A Contradiction

In The Bha­ga­vat, Its Phi­los­o­phy, Ethics and The­ol­ogy, Bhak­tivin­ode Thakur says, “Lib­erty then is the prin­ci­ple, which we must con­sider as the most valu­able gift of God. We must not allow our­selves to be led by those who lived and thought before us. We must think for our­selves and try to get fur­ther truths which are still undis­cov­ered. In the Bha­ga­vat we have been advised to take the spirit of the shas­tras and not the words. The Bha­ga­vat is, there­fore, a reli­gion of lib­erty, unmixed truth, and absolute love.”

This is how I prac­tice my faith. Bhak­tivin­ode was a 19th cen­tury, British edu­cated mag­is­trate. He was trained to hear the tes­ti­mony, view the evi­dence and draw a con­clu­sion as to what the truth of the mat­ter is. He approached spir­i­tual truth in the same way, study­ing var­i­ous reli­gions and philoso­phies, both East­ern and West­ern. He con­cluded the teach­ings of the Bha­ga­vat were the best, but he also found errors in it and the writ­ings of its most revered com­men­ta­tors. He trusted him­self, his intel­li­gence and nat­ural intu­ition to guide him. He some­times broke with tra­di­tion and took con­tro­ver­sial stands.
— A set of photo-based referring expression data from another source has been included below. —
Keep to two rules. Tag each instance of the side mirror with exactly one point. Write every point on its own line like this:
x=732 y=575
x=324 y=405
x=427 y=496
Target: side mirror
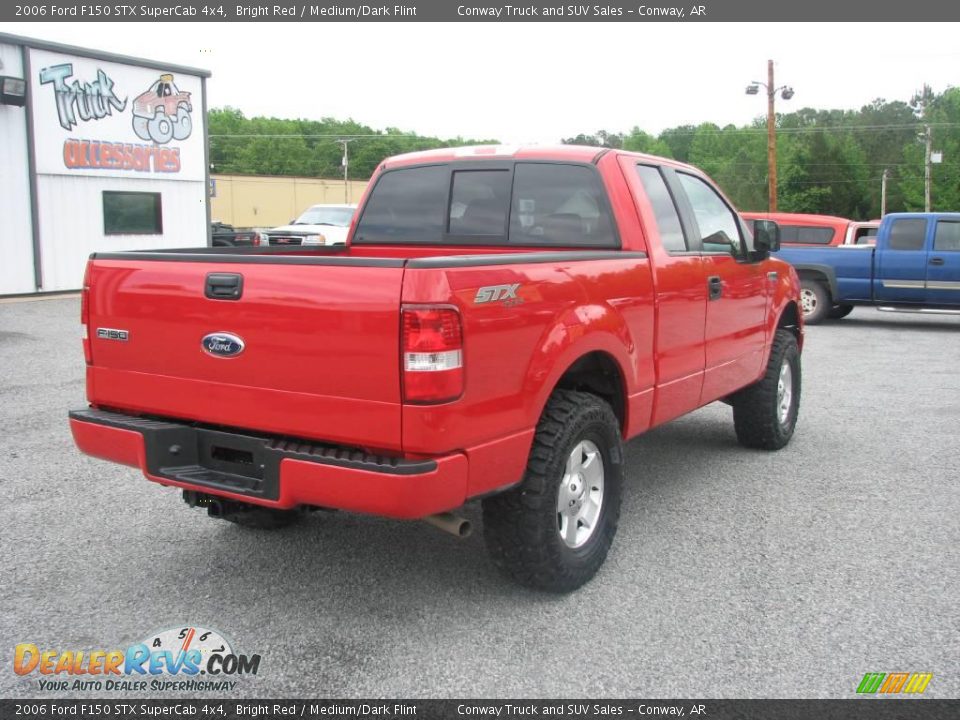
x=766 y=236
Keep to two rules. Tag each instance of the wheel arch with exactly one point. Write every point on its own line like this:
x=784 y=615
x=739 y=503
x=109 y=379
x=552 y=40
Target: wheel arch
x=820 y=273
x=597 y=372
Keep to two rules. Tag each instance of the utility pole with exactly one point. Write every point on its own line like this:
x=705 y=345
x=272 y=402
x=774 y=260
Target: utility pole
x=772 y=141
x=883 y=192
x=786 y=92
x=926 y=171
x=346 y=165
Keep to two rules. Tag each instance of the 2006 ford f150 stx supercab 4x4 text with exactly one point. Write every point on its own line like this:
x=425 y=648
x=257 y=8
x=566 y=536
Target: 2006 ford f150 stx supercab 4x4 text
x=498 y=323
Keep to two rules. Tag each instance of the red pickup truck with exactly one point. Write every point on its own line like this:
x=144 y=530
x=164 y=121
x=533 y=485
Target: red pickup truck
x=498 y=323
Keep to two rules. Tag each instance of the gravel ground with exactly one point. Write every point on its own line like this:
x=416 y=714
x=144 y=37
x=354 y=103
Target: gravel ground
x=735 y=573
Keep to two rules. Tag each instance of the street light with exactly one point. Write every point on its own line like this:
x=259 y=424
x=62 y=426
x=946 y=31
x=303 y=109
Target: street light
x=786 y=92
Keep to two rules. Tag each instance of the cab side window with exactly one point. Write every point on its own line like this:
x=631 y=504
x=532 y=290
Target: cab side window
x=947 y=237
x=664 y=209
x=719 y=229
x=908 y=234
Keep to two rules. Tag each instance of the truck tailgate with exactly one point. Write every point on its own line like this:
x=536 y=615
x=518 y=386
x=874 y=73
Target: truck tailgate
x=320 y=355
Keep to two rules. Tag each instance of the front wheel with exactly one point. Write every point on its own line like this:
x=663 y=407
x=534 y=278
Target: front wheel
x=554 y=530
x=183 y=125
x=160 y=128
x=814 y=301
x=840 y=311
x=765 y=414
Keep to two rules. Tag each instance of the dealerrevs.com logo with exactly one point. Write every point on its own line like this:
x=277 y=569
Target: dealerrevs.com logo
x=185 y=658
x=894 y=683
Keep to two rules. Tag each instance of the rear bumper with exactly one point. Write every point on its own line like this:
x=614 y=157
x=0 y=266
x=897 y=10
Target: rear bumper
x=273 y=472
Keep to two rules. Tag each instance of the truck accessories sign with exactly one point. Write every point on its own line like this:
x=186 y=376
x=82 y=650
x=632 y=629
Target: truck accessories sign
x=102 y=118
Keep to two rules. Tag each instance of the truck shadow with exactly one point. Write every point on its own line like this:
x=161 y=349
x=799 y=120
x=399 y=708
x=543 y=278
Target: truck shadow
x=924 y=324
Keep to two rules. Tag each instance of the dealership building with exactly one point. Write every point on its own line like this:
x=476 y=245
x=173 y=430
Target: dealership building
x=99 y=152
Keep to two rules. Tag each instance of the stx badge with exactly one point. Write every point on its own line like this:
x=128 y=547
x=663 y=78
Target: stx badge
x=492 y=293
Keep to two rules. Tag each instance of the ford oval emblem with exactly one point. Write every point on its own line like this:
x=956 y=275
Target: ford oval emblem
x=222 y=344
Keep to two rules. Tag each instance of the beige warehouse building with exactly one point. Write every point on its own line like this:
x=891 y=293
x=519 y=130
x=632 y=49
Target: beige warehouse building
x=251 y=201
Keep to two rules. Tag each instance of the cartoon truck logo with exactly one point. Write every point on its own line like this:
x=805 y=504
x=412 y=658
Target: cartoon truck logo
x=162 y=113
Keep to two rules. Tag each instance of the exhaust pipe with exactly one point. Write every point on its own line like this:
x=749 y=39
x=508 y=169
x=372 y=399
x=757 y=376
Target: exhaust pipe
x=453 y=524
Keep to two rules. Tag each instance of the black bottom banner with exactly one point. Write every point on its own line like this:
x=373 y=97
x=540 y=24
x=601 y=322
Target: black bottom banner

Yet, A.C. Bhak­tivedanta Swami and his fol­low­ers claim to be in Bhaktivinode’s dis­ci­plic suc­ces­sion, but they claim to present an absolute, unadul­ter­ated, divinely revealed truth that has been handed down from the begin­ning of time through this dis­ci­plic suc­ces­sion and it can never be changed or ques­tioned. How is this possible?